I’ve had two pretty big meltdowns this week. It’s been a hard week. My radiation burns are worse. They’re so bad looking. I’m in a fair amount of pain most of the time from them. I told Dr. D when the pain medicine wears off, my pain level shoots to a seven or eight. On the pain medicine, I hover around a three or four.
It’s been a hard week.
I had a meltdown on Tuesday night…a lot of things happened Tuesday, and my burns hurt. So, I cried on A’s shoulder.
I had a meltdown Thursday night. My burns really hurt. So, I cried on A’s shoulder and raged some at fate.
I’m so tired. Sleeping isn’t easy thanks to the burns.
I’ve been in constant treatment or surgery since September. When the pain is bad, like last night, I tell A this is too much.
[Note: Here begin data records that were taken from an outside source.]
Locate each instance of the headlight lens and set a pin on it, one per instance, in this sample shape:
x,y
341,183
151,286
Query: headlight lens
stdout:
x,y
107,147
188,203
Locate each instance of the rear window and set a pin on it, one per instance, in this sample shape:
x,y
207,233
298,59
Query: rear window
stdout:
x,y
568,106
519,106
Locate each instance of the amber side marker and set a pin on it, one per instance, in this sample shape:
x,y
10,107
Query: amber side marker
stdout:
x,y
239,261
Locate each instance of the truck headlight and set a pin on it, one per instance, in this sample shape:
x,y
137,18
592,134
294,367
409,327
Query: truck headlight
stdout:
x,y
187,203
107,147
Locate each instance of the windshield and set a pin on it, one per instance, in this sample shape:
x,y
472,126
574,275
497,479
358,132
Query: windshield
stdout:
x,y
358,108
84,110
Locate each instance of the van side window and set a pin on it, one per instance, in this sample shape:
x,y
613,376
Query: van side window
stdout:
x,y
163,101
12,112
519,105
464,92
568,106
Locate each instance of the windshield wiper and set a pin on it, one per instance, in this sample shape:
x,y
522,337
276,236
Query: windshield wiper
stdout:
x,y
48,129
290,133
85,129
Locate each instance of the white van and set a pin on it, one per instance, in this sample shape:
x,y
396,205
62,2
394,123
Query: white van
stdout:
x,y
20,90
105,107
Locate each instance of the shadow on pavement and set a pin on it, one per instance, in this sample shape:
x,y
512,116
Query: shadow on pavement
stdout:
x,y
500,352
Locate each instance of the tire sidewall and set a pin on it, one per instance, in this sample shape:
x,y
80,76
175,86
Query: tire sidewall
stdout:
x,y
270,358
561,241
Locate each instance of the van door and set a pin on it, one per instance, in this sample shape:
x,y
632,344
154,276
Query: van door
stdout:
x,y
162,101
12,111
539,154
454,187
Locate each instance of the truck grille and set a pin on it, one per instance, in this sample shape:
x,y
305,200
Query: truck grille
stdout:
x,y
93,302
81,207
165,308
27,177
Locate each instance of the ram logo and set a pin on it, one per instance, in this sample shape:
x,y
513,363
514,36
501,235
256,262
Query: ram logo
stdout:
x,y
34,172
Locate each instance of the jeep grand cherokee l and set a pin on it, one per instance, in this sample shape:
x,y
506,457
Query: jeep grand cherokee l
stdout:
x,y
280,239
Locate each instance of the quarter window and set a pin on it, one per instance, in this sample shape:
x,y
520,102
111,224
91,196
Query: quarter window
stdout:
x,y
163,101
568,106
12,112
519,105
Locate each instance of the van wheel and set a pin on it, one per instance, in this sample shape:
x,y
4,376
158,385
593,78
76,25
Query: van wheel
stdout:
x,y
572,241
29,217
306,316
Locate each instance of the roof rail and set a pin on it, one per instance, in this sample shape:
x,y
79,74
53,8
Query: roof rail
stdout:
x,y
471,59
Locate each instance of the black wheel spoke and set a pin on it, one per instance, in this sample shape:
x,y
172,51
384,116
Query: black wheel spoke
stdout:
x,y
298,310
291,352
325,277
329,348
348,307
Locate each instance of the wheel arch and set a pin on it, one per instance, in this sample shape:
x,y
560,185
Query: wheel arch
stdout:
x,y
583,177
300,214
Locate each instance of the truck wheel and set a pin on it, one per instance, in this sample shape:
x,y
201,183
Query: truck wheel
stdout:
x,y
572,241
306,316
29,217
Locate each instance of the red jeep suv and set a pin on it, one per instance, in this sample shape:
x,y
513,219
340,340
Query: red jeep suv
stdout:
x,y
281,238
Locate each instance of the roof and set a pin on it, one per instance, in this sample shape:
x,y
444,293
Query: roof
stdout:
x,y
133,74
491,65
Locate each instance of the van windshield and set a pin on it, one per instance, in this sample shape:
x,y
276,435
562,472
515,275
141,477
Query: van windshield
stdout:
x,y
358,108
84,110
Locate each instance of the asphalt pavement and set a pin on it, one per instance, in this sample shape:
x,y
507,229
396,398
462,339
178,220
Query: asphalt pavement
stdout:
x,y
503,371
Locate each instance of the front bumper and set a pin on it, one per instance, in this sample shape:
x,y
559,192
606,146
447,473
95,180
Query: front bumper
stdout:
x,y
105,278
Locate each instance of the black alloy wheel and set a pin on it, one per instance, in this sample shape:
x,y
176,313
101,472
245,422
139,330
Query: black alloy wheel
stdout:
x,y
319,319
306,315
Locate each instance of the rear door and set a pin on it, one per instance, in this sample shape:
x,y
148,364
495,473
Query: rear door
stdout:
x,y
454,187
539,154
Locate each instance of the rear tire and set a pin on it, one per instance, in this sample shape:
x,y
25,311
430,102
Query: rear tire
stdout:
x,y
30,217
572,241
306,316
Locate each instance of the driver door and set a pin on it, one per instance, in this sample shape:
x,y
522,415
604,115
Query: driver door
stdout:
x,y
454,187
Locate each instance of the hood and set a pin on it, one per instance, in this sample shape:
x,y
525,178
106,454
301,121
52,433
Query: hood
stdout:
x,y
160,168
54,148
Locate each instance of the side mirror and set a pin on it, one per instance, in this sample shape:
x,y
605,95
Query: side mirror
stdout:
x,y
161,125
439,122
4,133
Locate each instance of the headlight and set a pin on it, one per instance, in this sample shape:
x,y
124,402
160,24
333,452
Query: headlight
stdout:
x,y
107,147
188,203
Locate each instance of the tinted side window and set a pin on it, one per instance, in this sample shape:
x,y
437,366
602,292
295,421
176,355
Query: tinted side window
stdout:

I don’t know how much more I can take. And, truthfully, I really don’t know how much more I can take. Physically, I’m burned, in pain, and disfigured, but I do what I have to do to make it through the day. Emotionally, I’m angry and tired and sad, and I do what I have to do to make it through the day.
I have so many scars and blisters and burns right now. I know they’ll get better, at some point, and begin to fade. Right now, though, they’re a screaming, red reminder of the fact I have breast cancer. At 38. A breast cancer requiring aggressive treatment. A breast cancer I have a 50/50 chance of surviving.
It’s hard. It’s brutal.
My scumbag brain, at 2 am when I wake up because the pain medicine has worn off, whispers my deepest fear-all of this aggressive treatment may not work. I may be dead within the next two years.
It’s brutal road to walk. The line between hope and terror is so slim and blurred.
I’m ready for radiation to end so my skin can work out the reactions and begin to heal. I need some time to heal. Treatment has been nonstop since September. I’ve been through so much. My body hasn’t had much of a break. I haven’t had much of a break. I desperately need a break to begin healing, if I can.
Until then, I keep trudging. I don’t know what else to do.